Is Winning the Lottery Really a Great Way to Get Rich?

lottery

Lottery is the practice of randomly selecting numbers or symbols and awarding prizes based on those choices. It is an ancient activity, attested to in the Bible (the casting of lots was used to determine who got to keep Jesus’ clothes), and it has long been popular in Europe and the United States. Today, Americans play the lottery in large numbers, contributing billions of dollars a year to state coffers. But is winning the lottery really a great way to get rich? And, if so, how can you increase your odds of doing so?

The book begins with a nod to the history of lotteries, but Cohen’s main focus is on their modern incarnation. In the nineteen-sixties, he writes, “America’s obsession with unimaginable wealth—and the dream of winning a multimillion-dollar jackpot—coincided with a crisis in state funding.” As populations rose and inflation accelerated, it became increasingly difficult for states to balance their budgets without raising taxes or cutting services.
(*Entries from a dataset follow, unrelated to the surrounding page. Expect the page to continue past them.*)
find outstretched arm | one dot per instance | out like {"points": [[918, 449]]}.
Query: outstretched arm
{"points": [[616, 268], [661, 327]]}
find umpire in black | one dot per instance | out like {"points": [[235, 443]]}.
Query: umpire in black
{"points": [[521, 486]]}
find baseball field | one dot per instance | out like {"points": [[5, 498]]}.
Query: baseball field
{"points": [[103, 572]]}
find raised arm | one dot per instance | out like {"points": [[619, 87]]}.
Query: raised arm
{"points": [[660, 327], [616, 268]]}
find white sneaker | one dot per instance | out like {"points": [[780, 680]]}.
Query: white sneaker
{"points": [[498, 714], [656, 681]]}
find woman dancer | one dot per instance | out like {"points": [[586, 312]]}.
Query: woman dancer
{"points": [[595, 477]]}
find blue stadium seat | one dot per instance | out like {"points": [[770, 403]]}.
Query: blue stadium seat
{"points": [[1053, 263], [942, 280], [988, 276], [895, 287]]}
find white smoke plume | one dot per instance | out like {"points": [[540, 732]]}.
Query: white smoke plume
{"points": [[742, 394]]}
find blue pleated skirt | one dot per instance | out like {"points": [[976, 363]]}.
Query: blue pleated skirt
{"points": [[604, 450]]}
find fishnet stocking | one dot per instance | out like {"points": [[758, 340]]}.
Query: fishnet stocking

State governments began to look for alternatives that would avoid angering the electorate, and that led them to turn to the lottery. In 1964, New Hampshire introduced the first state-run lottery, and other states followed suit. The rise of the lottery coincided with a national tax revolt, starting in the late twenties and accelerating in the nineteen-seventies and eighties, as voters cut their property taxes, turned to vouchers for public schools, and rejected income tax increases.

Lotteries are designed to be as random as possible, which means there are no foolproof strategies for increasing your chances of winning. The only ways to guarantee a win are either to cheat the lottery, which almost always ends up in prison time, or to invest a substantial amount of money in multiple tickets that cover all possible combinations. The latter option is often referred to as “pooling.” Romanian-born mathematician Stefan Mandel famously pooled his resources and won the lottery 14 times.

A common misconception is that the more tickets you buy, the better your chance of winning. This is incorrect, and the reason for this is that the tickets you buy are randomly selected by a machine, which selects a set of numbers or symbols every second. Each ticket represents a single possible combination, and the number of tickets purchased determines the frequency with which a particular combination is chosen.

The truth is that the odds of winning are much lower than most people realize, and the vast majority of players are unlikely to ever win anything substantial. The average winner keeps less than $200,000, and most of that is money spent on tickets. The rest is the cost of the prize and any hidden fees. It’s no wonder that most people don’t think the lottery is a good investment. But there is a message in the way the lottery is marketed: It obscures its regressivity by framing it as a game. In truth, it is a dangerous addiction that drains taxpayer dollars.